The ANOC General Assembly spent several hours moving to and fro in attempting to arrive at a precise interpretation of what the Olympic Charter says on the matter of athletes making pronouncements under the ambit of freedom of expression. In the end IOC President, Jacques Rogge, delivered what was apparently accepted as a layman’s interpretation while declaring his own lack of expertise in matters of law. His interpretation nonetheless seemed sufficiently accommodative to earn the applause of the ANOC affiliates in attendance.
Perhaps it is the IOC’s unwillingness to acknowledge its own political role in the realm of international sport that makes the current situation almost unintelligible to its leadership. The reign of Juan Antonio Samaranch as President of the IOC took the organisation into the realm of becoming almost a state power in the way it manages its affairs and impacts the international community well beyond the realm of sport. The pomp and pageantry that accompanied Samaranch and his entourage wherever they went and especially at the Olympic Games suggested that he had taken himself, the office and the IOC into the realm of world leadership. Of course this matter was addressed in the book, Lords of the Rings, a critical analysis of the leadership of five international sporting organisations headed by the IOC.
The authoritarian structure of the IOC did not leave room for its global affiliates to be involved in any discourse on this matter and that is still the case today.
The organisation remains headstrong and may well be seeing itself as a world power much more than a sporting organisation.

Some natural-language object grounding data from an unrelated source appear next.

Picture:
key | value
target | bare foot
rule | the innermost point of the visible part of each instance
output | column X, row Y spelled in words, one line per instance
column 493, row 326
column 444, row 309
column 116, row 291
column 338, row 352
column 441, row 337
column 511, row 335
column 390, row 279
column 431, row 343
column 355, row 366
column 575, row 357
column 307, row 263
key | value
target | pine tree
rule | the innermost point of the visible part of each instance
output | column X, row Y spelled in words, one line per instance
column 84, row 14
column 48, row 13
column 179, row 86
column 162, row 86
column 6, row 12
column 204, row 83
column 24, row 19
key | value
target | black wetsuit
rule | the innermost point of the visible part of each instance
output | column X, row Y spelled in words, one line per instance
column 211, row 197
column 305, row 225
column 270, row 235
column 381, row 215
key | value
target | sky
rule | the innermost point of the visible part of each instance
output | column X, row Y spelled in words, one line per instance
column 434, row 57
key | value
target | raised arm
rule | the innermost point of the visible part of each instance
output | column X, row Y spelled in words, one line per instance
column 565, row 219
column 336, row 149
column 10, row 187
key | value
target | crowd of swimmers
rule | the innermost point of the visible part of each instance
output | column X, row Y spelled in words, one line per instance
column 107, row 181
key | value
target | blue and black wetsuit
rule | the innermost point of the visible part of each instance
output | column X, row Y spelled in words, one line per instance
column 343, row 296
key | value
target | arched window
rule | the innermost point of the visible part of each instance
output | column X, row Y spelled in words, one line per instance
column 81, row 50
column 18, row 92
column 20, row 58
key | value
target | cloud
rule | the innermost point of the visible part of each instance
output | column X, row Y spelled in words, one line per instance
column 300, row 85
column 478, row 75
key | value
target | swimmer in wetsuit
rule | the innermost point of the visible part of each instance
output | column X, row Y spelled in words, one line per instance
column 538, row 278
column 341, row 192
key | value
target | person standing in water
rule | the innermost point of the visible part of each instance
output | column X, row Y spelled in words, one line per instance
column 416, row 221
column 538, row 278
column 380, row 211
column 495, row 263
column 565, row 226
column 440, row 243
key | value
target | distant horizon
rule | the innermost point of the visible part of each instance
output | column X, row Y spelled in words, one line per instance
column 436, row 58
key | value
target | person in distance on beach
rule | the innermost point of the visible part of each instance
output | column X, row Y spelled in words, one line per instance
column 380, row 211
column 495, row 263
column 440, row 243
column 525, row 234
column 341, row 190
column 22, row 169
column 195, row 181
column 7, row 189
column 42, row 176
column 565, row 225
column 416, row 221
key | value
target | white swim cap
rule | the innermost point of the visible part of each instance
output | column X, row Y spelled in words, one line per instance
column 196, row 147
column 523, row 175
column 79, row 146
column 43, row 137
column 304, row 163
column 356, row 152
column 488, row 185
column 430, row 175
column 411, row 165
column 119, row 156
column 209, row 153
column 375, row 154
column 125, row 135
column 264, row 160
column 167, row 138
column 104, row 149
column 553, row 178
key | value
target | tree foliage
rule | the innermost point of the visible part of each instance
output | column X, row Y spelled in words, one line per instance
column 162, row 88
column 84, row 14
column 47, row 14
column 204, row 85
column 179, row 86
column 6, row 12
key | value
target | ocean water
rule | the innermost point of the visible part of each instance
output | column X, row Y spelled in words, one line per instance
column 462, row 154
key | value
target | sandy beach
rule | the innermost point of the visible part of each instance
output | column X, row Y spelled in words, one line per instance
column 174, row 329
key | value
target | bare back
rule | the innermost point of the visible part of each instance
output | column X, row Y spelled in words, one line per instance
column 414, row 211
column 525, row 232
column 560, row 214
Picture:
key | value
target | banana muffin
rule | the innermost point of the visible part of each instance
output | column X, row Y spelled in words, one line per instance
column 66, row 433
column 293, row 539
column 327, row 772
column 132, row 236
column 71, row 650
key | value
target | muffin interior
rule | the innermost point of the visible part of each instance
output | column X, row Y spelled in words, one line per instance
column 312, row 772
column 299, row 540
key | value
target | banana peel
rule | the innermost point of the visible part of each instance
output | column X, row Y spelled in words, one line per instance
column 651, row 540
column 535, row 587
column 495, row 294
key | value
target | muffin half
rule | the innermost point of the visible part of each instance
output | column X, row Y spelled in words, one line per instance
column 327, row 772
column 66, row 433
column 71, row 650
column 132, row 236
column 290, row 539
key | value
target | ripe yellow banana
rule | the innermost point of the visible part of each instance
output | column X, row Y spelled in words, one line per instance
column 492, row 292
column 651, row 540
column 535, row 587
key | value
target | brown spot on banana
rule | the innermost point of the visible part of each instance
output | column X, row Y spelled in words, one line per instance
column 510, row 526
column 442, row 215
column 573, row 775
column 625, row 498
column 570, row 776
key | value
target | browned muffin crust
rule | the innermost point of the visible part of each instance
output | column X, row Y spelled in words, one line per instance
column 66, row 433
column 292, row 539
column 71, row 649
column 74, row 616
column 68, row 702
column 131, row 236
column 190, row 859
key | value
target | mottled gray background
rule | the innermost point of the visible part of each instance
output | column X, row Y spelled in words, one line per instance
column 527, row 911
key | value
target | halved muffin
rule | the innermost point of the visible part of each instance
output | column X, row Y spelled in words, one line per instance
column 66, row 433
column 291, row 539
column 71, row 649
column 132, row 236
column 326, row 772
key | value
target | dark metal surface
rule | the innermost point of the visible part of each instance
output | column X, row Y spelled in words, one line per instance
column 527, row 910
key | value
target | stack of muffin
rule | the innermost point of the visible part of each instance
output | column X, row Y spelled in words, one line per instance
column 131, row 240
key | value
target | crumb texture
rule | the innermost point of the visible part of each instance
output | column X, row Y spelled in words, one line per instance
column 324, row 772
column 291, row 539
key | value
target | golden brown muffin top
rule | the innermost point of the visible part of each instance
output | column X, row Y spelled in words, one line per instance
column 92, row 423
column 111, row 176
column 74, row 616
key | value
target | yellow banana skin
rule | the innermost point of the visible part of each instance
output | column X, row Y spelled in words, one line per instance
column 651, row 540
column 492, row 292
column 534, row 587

This may also well explain why we’ve had the embarrassing Salt Lake City scandal about bribery of some IOC officials relative to the Winter Olympics of 2002 that rocked the International Olympic Committee to its very core. Whatever about the recommendations of the Kissinger Commission and the decisions of the IOC following their submission the reality is that the Winter Olympics stayed with Salt Lake City, a reflection of the seeming inconsistency of the IOC which continues to pat itself on the back for surviving through the two World Wars and the many turbulent times, inclusive of the aforementioned scandal.
We cannot understand that the IOC could not have expected the furore now in existence given the run-up to the Olympics in Beijing. The IOC has shown little foresight and remarkable ineptitude in its approach to pre-empting the current crisis and in managing it now that it has taken centre stage.
The international sporting community and indeed the entire world watch the unfolding saga that is the Olympic Torch Relay. While many have started calling for the event to be curtailed since it remains a critical international platform with tremendous media coverage for the protestors, the Chinese officials have stated categorically their insistence that nothing would stop it. The stance of the latter appears to be dictating the actions of the former, the IOC.
The International Olympic Movement is once more under threat. The IOC often addresses cases where the NOCs and the governments of their respective countries are at cross-purposes, it however, pays absolutely no attention to cases where the government runs the NOC.
The politics of international sport continues to be far more intriguing than national and international politics and this only because the international sports community continues to delude itself into believing that it is non-political.
The sooner the IOC and its many affiliates come to the realisation of the deep-seated nature of their own politics the better they would be able to ‘call a spade a spade’ and confront issues as they really should.